China Cosco first six months loss up 76.7%
China Cosco, the listed arm of the mainland's biggest shipping company, reported a 76.7 percent increase in loss in the first half of the year compared with the same period last year.
China Cosco reported a first-half net loss of US$766.18 million wider than the year-earlier net loss of $434.22 million, reported Dow Jones Newswires.
The state-controlled company, whose businesses include container and dry-bulk shipping, said it also expects to post a loss for the first nine months as the weak global economy and slowing growth in China weigh on freight rates.
"Shipping companies will continue to struggle with the slowing global economy, weak demand and high fuel costs. The company will reduce losses as far as possible," Cosco, the world's second-largest shipping company by fleet size, said in a statement to the Shanghai Stock Exchange.
The global shipping industry, often seen as a barometer of the health of the world economy, has been hurt by Europe's debt crisis. Cosco's problems are also part of a broader industry shakeout that has been exacerbated by China's rise as a global shipping power.

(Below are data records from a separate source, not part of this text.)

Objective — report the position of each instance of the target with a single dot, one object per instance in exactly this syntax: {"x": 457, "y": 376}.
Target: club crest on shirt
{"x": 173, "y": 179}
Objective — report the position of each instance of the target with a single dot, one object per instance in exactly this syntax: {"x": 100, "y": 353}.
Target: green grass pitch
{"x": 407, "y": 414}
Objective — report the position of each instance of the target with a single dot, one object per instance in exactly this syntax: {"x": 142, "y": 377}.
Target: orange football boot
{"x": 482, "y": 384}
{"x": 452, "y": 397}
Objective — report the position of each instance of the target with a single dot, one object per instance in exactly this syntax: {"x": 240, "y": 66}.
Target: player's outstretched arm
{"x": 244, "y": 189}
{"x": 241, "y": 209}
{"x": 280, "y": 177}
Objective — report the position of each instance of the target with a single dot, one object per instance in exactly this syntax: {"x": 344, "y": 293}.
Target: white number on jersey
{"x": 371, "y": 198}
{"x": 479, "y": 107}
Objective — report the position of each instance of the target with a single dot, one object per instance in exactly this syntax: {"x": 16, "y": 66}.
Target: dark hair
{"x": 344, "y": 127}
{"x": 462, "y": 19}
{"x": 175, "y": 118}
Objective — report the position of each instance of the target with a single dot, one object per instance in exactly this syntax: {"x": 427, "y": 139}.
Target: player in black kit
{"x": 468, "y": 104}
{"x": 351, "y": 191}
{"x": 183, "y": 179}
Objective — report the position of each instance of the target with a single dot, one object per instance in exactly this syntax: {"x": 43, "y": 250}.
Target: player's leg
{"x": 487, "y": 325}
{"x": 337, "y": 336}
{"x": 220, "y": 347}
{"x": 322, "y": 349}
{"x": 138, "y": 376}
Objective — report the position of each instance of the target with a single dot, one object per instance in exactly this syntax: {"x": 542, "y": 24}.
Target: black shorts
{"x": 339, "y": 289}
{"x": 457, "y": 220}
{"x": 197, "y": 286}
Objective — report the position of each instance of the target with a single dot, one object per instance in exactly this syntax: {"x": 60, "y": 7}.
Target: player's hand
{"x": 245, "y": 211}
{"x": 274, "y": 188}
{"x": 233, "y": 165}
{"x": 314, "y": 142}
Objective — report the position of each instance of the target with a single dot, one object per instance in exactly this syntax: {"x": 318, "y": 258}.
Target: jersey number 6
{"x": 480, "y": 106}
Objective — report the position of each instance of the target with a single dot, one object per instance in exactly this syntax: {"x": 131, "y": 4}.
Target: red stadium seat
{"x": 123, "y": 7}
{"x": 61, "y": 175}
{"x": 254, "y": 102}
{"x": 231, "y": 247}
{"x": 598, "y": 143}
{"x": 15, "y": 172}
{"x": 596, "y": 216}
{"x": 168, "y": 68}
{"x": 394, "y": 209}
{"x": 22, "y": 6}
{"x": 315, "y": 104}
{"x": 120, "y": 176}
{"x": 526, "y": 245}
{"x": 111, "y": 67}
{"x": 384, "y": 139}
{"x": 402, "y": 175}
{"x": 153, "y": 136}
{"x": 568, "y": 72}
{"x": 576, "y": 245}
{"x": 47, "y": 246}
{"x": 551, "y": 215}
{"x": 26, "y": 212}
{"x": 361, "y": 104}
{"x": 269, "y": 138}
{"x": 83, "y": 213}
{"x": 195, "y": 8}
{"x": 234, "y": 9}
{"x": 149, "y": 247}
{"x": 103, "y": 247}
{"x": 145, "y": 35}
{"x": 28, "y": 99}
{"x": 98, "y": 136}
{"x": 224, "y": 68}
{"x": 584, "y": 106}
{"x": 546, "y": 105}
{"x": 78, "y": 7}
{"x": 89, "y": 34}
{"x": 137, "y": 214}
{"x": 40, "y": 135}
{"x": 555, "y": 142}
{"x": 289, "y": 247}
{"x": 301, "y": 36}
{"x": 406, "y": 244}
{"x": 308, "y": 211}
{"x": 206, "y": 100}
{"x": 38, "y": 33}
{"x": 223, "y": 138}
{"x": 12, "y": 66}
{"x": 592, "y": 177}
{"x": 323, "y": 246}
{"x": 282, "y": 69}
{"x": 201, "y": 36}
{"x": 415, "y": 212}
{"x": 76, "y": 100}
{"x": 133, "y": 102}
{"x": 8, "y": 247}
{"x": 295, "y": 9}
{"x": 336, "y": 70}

China Shipping Container Lines, another leading shipping company in China, earlier reported a net loss of $201.38 million in the first half.
Credit Suisse said in a recent note that the dry-bulk business could be a long-term drag on Cosco's earnings. The Swiss bank expects Cosco's 2012 net loss to rise to $707.97 million from its previous forecast of $283.19 million.
Data from Clarkson Research Services, the research arm of Clarksons shipbrokers, show that global demand for dry-bulk transporters will likely rise four percent this year, a far cry from the expected 11 percent increase in fleet capacity.
Cosco's revenue from its dry-bulk shipping unit, the world's largest by fleet size, fell 32 percent to $1.31 billion in the first half because of an 18 percent drop in shipping volume, indicating weaker domestic demand.
As of June 30, it had a dry-bulk fleet of 357 ships, including 130 ships chartered from other companies.
The Baltic Dry Index, which tracks the cost of shipping raw materials and is widely considered a leading economic indicator, has fallen sharply in the past year. In February, it touched a low of 647 points, near its all-time low of 554 points in July 1986. The BDI's historic high of 11,793 points was hit in May 2008.
China's economic growth rate fell to 7.6 percent in the second quarter, the slowest rate since the global financial crisis. The slowdown, coupled with China's slower investment, has curbed imports of industrial commodities such as iron ore and coking coal, which are typically carried by dry-bulk ships.
Cosco's container unit, the world's fourth-largest operator of container ships by capacity, reported a 15 percent rise in first-half revenue to $3.25 billion thanks to a joint effort by global liners to raise freight rates on long hauls.
Freight rates for container ships travelling from China to Europe, one of the world's busiest shipping routes, surged 41 percent from the second half of last year, said Cosco, citing the official China Container Freight Index.
Should Cosco report a second consecutive annual loss, after last year's loss of $1.65 billion, it would risk being put on the Shanghai Stock Exchange's "special treatment" list. That could limit the daily trading movement of its stock to five percent from the standard 10 percent.
Some analysts say the company needs to find additional capital from the markets or from asset sales.
"A recapitalisation with the government taking up the additional shares might be the best way out," said Macquarie Securities analyst Janet Lewis.
A more permanent solution might be a sale of assets or a reorganisation, analysts said. One option could be to sell Cosco's container shipping business. Another would be to transfer the dry-bulk division to parent China Ocean.